Acresce que foi precisamente há 3 anos que se fixou em Lisboa um objectivo extremamente ambicioso ou seja o de promover, no espaço de uma década, a economia europeia à condição de economia com maior crescimento e maior competitividade no Mundo.
Verifica-se, portanto, sem margem para dúvidas que, quer as regras do Pacto de Estabilidade e Crescimento (responsáveis, apesar do seu recente aligeiramento, por dificuldades enormes no plano do investimento público) quer a natureza da política monetária do Banco Central (excessivamente restritiva e pouco ajustada ao crescimento potencial da economia europeia) sendo necessárias, foram manifestamente insuficientes para promover o desenvolvimento da Europa.
Uma conclusão parece, desde já, possível e incontornável e essa é a de que se para haver crescimento é preciso estabilidade, também é certo que a estabilidade só se mantém e consolida se houver crescimento.
Este é um momento chave para a Europa e para os decisores em matéria de política económica.
Importa restaurar a confiança dos investidores, lançar as bases de um comércio mais activo, desenvolvido e justo e, sobretudo, olhar para o espaço europeu, como um verdadeiro espaço único do ponto de vista económico, reforçando a coordenação dos instrumentos e a harmonização das políticas que se orientem para a oferta de bens e serviços.
Talvez tenha sido isto, de resto, que quis dizer o Sr. Duisenberg (actual Presidente do Banco Central Europeu) que, naquela que pode ser interpretada como a sua intervenção de despedida do cargo que ocupa (será substituído a curto prazo nas suas funções pelo francês Trichet), afirmou que a política monetária já tinha feito o seu trabalho, competindo agora aos Governos a sua (significativa) parte nas responsabilidades pela recuperação.
É, assim, neste quadro, que a Presidência italiana vai lançar uma nova fase na condução da política económica acentuado enfaticamente a prioridade do crescimento.
Nos últimos 10 anos o investimento público na Europa, em infraestruturas e transportes, diminuiu cerca de 0,5% do PIB, passando de 1,5% para 1%. Nos Estados Unidos (a pátria do liberalismo e da iniciativa privada) a percentagem de investimento público manteve-se inalterável e representava cerca de 6% do PIB, em média, na última década.

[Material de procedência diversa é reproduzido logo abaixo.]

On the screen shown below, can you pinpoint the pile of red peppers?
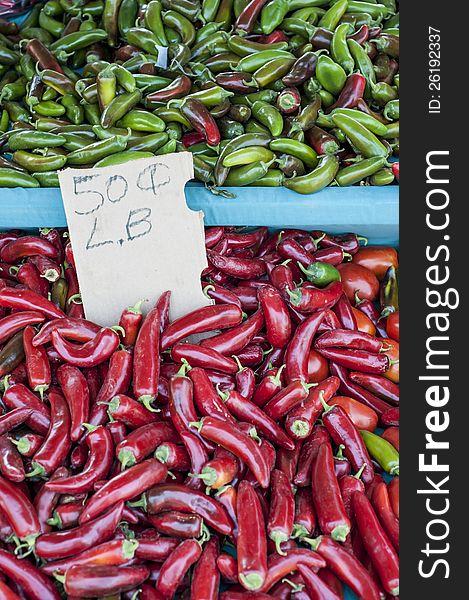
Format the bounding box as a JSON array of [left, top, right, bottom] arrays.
[[0, 227, 399, 599]]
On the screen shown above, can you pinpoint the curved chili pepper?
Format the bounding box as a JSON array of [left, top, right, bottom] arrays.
[[47, 502, 83, 530], [60, 564, 150, 597], [334, 293, 358, 330], [133, 305, 160, 406], [0, 288, 65, 320], [0, 549, 61, 600], [22, 325, 51, 398], [287, 281, 343, 313], [188, 368, 235, 428], [28, 388, 71, 478], [149, 511, 203, 539], [107, 394, 157, 428], [117, 300, 143, 347], [260, 548, 326, 592], [316, 329, 386, 353], [0, 475, 40, 544], [275, 439, 301, 483], [116, 422, 179, 470], [293, 486, 316, 538], [194, 450, 239, 490], [207, 250, 267, 280], [155, 441, 190, 471], [326, 73, 367, 113], [267, 468, 295, 556], [221, 388, 294, 450], [56, 364, 89, 442], [17, 263, 49, 297], [285, 376, 340, 440], [146, 74, 192, 102], [45, 426, 113, 494], [191, 537, 220, 600], [381, 408, 399, 427], [0, 236, 59, 264], [0, 407, 34, 436], [294, 425, 330, 488], [352, 491, 399, 596], [263, 380, 311, 421], [235, 364, 256, 400], [235, 0, 269, 32], [133, 529, 179, 562], [0, 580, 21, 600], [200, 309, 264, 356], [371, 481, 399, 551], [298, 564, 342, 600], [179, 98, 221, 146], [161, 304, 243, 351], [51, 327, 120, 367], [284, 311, 328, 383], [172, 343, 238, 374], [277, 238, 315, 267], [154, 539, 202, 597], [319, 347, 390, 375], [32, 317, 100, 346], [339, 471, 366, 525], [349, 371, 399, 405], [311, 442, 351, 542], [193, 416, 270, 488], [0, 436, 25, 482], [237, 479, 268, 591], [33, 466, 70, 533], [203, 283, 243, 310], [81, 459, 167, 524], [257, 284, 291, 349]]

Existe ainda um grande espaço para a intervenção pública e uma almofada significativa para o apoio ao crescimento económico e ao desenvolvimento.

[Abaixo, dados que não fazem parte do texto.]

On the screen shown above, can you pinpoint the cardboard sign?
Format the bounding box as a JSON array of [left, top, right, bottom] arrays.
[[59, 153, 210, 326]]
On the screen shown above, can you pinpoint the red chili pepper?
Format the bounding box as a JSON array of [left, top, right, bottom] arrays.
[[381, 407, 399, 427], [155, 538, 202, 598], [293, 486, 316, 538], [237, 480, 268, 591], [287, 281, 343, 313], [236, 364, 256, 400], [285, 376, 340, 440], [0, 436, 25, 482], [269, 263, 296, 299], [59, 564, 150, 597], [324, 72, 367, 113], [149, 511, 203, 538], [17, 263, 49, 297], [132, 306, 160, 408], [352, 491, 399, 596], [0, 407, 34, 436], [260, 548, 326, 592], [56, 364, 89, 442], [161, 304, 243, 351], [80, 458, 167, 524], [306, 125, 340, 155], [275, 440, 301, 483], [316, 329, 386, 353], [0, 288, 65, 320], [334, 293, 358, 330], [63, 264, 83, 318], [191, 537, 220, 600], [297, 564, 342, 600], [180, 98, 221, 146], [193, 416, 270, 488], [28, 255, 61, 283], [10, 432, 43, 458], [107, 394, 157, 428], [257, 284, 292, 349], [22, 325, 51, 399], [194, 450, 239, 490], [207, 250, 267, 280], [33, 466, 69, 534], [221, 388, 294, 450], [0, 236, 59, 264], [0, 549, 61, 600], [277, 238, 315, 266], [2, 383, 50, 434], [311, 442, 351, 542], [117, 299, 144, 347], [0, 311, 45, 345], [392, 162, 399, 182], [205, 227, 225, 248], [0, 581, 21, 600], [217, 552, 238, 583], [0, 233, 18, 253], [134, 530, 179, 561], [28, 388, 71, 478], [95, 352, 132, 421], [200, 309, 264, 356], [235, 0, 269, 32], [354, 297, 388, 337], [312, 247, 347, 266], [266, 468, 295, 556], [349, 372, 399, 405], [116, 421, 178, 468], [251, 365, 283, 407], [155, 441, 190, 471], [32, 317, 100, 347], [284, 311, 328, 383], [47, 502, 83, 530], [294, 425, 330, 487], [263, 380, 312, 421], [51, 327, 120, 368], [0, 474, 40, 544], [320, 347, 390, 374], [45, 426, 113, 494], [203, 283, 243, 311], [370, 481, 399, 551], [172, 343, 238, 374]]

O objectivo italiano é precisamente esse; mas ao lançar a proposta de um ambicioso Programa de Acção para o Crescimento, mais não faz do que retomar o Plano Delors de 1993 que, infelizmente, os governos europeus não souberam ou não puderam concretizar.
Temos, portanto, de novo, uma proposta para um plano “europeu”, ou seja um plano de investimentos que encara todos os países da União, como um espaço único, que pode contribuir para o crescimento económico de imediato e, sobretudo, traduzirá uma forte e positiva mensagem de confiança junto dos europeus e, nomeadamente, junto dos agentes económicos.

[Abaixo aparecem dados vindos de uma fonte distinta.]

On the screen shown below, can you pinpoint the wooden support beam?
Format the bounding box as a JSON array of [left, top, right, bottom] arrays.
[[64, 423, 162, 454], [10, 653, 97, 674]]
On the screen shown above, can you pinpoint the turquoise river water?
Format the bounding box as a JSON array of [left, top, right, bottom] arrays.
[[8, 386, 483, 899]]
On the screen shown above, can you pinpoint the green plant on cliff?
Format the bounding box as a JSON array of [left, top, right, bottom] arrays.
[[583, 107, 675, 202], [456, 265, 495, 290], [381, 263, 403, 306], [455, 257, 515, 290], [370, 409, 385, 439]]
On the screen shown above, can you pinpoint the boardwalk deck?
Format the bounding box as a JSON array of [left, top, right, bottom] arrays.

Só que, tal como em 1993, não são claras as condições de financiamento do Plano.
Recentemente a presidência italiana recuou da sua posição de partida e já não fala na possibilidade de propor a aceitação de “regra de ouro” que, como sucede na Grã-Bretanha e nos Estados Unidos, exclui do cálculo do défice, os investimentos públicos. A esperança dirige-se agora para a capacidade do Banco Europeu de Investimentos em alocar os recursos financeiros necessários à concretização do objectivo, ainda que tenha que recorrer aos mercados europeus.
Mas isto não será suficiente, nem se adivinha como podendo ser eficaz, até porque o BEI mantém uma dimensão reduzida para as funções que já exerce e para a ambição que agora se lhe atribui.
Os bons propósitos da Presidência da União correm, pois, o risco de esbarrar na intransigência financeira da Comissão e do Conselho quanto às políticas fiscais dos Estados-membros, conduzindo a uma nova frustração e a um acrescido desalento.
A direcção política europeia tarda a perceber que não se pode ter “chuva no nabal e sol na eira” e que, bem vistas as coisas, o actual Pacto de Estabilidade e Crescimento já está morto e só falta que apareça alguém com força e vontade para lhe fazer o enterro.